By JANICE TIBBETTS -- The Canadian Press

 OTTAWA (CP) -- When Frank and Sharon Bracklow tied the knot they never suspected their
vow to support each other "in sickness and in health" would end up in the Supreme Court of
Canada.

 The legal battle, which is being heard today, is widely viewed by lawyers and academics as a
ground-breaking test of the meaning of shorter marriages of this generation and what a healthy
spouse owes a sick one when a union collapses.

 "When you say 'I do,' does it really mean that, legally, forever?" asked lawyer Carol Hickman,
who is defending Frank Bracklow in his fight against a challenge from his disabled ex-wife for
long-term monthly support.

 The court is being asked to rule on whether a sick or disabled spouse is entitled to indefinite
financial support based on need if the disability is not a result of the collapse of the marriage.

 Both sides come before the judges armed with plenty of conflicting lower-court decisions.

 "It will be nice to have some guidance from the Supreme Court because different provinces are
doing different things," said Barbara Young, lawyer for Sharon Bracklow.

 "I think there are a huge number of spouses who aren't being adequately supported and they're
not able to support themselves because of disability."

 The Bracklows, a B.C. couple, started living together in 1985 and married in late 1989. They
had no children together, although her two children from a previous marriage lived with the
couple. They separated three years later and divorced in 1995.

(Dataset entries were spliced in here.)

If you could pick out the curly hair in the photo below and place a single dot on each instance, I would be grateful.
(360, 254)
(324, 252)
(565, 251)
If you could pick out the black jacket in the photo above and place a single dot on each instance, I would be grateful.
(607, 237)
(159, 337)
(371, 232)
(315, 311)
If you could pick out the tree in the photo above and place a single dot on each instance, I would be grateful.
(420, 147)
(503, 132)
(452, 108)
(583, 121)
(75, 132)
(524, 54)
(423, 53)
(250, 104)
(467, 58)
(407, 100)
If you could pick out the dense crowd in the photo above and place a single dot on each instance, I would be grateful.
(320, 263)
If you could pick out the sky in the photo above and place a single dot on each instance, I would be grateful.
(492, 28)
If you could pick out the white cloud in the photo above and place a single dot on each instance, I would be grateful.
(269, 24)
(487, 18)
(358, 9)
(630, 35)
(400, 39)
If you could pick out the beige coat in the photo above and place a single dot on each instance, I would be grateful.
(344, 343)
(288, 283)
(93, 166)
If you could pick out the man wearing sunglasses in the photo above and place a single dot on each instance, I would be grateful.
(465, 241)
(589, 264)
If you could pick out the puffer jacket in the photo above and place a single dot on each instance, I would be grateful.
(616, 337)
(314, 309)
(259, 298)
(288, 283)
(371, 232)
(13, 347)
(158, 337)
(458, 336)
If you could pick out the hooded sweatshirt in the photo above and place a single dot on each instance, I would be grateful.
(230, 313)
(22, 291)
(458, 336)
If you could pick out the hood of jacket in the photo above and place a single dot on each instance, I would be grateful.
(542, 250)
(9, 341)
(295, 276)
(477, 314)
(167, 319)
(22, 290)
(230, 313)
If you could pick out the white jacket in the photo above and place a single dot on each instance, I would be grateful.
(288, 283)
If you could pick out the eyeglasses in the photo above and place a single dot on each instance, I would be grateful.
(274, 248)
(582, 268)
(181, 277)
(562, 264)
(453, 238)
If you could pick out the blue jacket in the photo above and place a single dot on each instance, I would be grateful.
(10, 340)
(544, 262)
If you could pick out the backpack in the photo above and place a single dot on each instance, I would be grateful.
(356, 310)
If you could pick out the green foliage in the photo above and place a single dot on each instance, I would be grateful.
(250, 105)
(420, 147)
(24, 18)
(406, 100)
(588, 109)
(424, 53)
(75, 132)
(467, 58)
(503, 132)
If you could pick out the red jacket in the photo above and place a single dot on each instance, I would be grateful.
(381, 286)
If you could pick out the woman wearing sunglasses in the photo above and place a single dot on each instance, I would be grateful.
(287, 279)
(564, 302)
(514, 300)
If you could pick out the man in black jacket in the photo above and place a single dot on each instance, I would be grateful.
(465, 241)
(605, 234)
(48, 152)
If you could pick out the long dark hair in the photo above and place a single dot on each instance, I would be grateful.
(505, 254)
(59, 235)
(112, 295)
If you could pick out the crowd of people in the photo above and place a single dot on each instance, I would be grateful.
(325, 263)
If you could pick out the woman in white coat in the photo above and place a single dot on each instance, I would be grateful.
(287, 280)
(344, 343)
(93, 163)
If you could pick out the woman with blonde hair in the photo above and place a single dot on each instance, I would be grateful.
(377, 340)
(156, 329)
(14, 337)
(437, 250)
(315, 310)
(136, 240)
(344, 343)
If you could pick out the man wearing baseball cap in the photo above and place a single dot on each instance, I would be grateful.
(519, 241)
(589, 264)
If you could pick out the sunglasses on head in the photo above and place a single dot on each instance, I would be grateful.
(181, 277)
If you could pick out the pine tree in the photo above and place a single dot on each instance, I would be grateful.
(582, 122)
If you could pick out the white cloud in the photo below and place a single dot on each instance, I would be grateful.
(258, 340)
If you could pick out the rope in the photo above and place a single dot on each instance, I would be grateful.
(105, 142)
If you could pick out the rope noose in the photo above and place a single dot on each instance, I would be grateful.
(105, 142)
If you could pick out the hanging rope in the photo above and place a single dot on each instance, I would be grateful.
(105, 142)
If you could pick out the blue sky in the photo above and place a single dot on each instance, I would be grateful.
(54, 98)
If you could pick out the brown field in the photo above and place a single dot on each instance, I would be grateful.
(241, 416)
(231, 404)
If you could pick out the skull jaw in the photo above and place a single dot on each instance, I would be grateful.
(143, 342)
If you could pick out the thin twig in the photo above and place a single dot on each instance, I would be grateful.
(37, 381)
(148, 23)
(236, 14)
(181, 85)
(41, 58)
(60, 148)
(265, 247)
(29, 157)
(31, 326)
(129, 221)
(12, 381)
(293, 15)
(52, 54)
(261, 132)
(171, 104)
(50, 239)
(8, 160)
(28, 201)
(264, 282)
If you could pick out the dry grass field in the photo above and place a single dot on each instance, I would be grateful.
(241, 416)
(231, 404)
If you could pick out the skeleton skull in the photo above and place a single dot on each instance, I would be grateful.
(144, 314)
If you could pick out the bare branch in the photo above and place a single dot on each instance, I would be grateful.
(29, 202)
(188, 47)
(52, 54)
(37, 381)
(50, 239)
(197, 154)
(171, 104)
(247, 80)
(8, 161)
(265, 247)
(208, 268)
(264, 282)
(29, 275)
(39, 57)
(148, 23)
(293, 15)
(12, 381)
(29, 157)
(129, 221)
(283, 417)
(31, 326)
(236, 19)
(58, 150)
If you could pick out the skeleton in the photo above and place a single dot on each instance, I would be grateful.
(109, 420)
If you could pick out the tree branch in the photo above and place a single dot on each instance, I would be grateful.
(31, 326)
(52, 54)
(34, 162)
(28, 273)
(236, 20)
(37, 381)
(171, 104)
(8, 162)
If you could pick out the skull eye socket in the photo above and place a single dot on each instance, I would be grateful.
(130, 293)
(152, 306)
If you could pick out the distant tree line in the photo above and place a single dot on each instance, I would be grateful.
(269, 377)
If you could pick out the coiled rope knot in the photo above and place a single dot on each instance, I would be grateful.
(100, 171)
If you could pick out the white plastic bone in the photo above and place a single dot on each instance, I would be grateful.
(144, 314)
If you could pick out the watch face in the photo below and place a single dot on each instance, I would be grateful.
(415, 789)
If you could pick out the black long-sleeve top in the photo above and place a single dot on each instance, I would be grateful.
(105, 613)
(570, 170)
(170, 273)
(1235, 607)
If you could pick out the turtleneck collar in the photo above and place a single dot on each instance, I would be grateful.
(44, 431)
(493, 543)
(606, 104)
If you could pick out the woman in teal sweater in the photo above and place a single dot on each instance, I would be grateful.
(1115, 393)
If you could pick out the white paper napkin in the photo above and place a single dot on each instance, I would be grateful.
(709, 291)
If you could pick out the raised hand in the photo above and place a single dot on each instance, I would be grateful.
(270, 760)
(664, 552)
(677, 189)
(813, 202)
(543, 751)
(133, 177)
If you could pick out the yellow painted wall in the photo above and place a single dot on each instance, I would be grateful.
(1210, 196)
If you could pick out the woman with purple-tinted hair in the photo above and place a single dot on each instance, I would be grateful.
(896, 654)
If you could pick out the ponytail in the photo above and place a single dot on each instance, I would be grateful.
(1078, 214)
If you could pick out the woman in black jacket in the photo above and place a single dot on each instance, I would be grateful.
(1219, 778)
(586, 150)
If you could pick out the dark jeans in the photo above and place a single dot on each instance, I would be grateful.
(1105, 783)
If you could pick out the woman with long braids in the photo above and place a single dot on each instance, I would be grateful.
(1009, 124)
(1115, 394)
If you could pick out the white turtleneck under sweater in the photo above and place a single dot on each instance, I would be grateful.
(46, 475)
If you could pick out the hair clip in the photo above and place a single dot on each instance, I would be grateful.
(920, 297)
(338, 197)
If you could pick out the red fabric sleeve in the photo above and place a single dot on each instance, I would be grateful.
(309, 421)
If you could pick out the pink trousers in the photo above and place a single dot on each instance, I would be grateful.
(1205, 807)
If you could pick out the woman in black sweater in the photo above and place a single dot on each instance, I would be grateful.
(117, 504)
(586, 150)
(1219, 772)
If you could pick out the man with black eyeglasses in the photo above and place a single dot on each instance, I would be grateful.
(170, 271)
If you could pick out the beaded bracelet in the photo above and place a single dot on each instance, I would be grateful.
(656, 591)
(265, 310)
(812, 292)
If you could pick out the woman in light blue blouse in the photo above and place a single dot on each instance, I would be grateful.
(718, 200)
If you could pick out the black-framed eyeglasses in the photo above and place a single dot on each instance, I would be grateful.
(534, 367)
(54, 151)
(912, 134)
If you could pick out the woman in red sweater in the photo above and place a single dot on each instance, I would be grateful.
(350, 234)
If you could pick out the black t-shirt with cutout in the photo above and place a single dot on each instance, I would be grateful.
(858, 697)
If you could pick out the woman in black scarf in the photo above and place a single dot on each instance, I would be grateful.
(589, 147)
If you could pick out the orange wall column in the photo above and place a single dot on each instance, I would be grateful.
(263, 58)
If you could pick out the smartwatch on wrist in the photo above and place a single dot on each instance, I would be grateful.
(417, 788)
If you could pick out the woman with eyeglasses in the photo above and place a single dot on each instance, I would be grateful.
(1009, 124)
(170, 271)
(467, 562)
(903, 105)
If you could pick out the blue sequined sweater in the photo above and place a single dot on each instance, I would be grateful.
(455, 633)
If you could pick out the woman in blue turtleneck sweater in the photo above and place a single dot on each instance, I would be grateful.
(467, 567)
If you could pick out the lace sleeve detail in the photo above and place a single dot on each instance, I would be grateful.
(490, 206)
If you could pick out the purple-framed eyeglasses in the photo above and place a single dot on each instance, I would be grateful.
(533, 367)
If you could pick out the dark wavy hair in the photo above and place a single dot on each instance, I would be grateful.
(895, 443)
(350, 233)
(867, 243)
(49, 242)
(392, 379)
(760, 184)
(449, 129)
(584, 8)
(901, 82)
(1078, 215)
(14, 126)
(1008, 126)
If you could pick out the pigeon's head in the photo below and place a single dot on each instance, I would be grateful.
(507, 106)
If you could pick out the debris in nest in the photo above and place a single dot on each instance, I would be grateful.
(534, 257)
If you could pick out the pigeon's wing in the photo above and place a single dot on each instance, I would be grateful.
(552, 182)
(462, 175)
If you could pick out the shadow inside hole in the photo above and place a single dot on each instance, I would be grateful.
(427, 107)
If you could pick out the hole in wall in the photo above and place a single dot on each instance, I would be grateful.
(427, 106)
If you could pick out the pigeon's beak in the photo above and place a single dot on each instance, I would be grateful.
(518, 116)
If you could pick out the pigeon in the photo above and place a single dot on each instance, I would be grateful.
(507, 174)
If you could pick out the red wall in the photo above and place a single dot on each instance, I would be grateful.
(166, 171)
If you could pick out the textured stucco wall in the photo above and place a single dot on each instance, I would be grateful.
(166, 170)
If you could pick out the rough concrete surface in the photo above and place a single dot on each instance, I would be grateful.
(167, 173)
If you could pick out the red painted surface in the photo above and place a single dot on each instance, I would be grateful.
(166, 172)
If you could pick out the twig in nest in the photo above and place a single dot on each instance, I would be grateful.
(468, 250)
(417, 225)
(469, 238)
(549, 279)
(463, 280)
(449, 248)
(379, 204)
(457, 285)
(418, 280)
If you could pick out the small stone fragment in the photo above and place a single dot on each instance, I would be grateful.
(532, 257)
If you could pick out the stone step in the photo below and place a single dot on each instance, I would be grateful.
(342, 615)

 He's a mechanic and was the main breadwinner during the marriage. She was a self-supporting
key-punch operator and accountant before mental and physical problems forced her to abandon
her career for periods of unemployment and odd jobs such as delivering pizza. At one point, she
had a migraine headache that lasted seven months.

 Frank Bracklow has remarried and his wife has a job.

 Sharon Bracklow, who suffers from a mood disorder, an obsessive-compulsive disorder and
an immune system disorder, is unlikely to work again. She lives in subsidized housing and
receives disability benefits of $787 a month since a court allowed her ex-husband to stop sending
her monthly cheques of $400 three years ago.

 The B.C. Court of Appeal upheld the decision to discontinue the cheques, ruling that marriage
vows do not include an implied agreement to support each other indefinitely in times of financial
need.

 Sharon Bracklow's lawyers argue that she cannot survive financially on her own so the burden
should fall on family members rather than the welfare system.

 "One is simply not allowed to abandon a spouse to destitution at the end of a marriage if one has
financial resources which might assist in relieving the other's financial circumstances," her
lawyers say in a written submission to the court.

 Just as spouses know they are potentially giving up half of their property when they marry,
they should also expect they are potentially assuming financial responsibility for their spouses in
the event of economic hardship, including job loss, her lawyers argue.

 Frank Bracklow's lawyers counter that he has already paid his fair share and a ruling in his
ex-wife's favour would reduce marriage to "the purchase of a lifetime policy of disability
insurance."

 Shorter marriages of recent decades, in which the vow "until death do us part" doesn't
necessarily apply, should not carry the same legal obligations upon termination as long-term
unions of previous generations, says his court submission.

 His lawyers, by way of analogy, use the hypothetical example of two 20-year-olds who
separate after a six-month marriage and one is disabled in a car accident before the divorce is
final. Can the disabled spouse then claim support for life?

 Frank Bracklow's lawyers also note the potential unfairness of such a system.

 "It would be arbitrary and unfair that one spouse, injured, say, in an accident a few days before
the final breakdown of the marriage should receive lifetime support, but another spouse injured
shortly after that date should be left to his or her own devices, perhaps to suffer a lifetime of
penury," says his submission.

 The courts have long established support standards for long-term, traditional marriages, but this
case could potentially set a benchmark for support obligations arising from shorter marriages
when one of the partners is disabled or unable to work.

 "I think this would affect a lot of marriages. I think people will start to second guess the
institution of marriage or even cohabitation if you have to pay support forever," said Hickman.